2. 公的年金の受給開始年齢を選択しましょう。 公的年金の受給開始年齢は慎重に決めましょう。受給開始年齢を繰り下げると年金額が増額されます。公的年金については、日本年金機構から送られてくる「ねんきん定期便」あるいは「ねんきんネット」で情報が得られますので、それらをよく読みましょう。まだ「ねんきん定期便」が送られてきていない場合は、日本年金機構に問い合わせましょう。

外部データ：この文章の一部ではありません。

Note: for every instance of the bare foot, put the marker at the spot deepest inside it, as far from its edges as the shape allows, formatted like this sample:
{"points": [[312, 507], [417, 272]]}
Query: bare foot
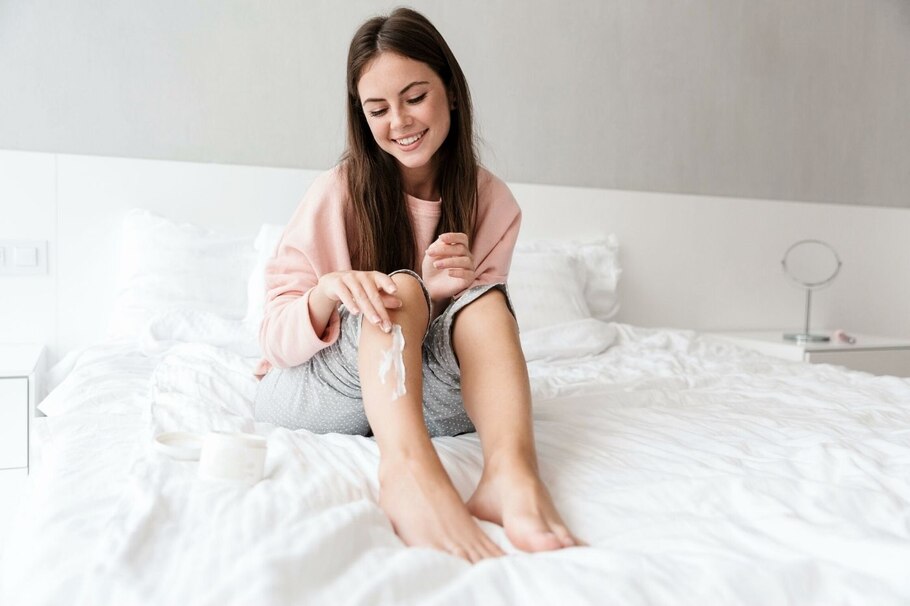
{"points": [[426, 511], [513, 496]]}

3. 遺産相続計画を完成させましょう。 遺産で揉めごとが起きないようにするために、最低限、遺言は作成しておきましょう。遺産相続計画と弁護士の委任状もあるといいでしょう。こうした準備があれば、ご自身が自分の健康や財産に関して意思表示ができなくなった場合に、第三者が代わりに執行してくれます。書類の作成に際しては、弁護士などの専門家と相談するのがよいでしょう。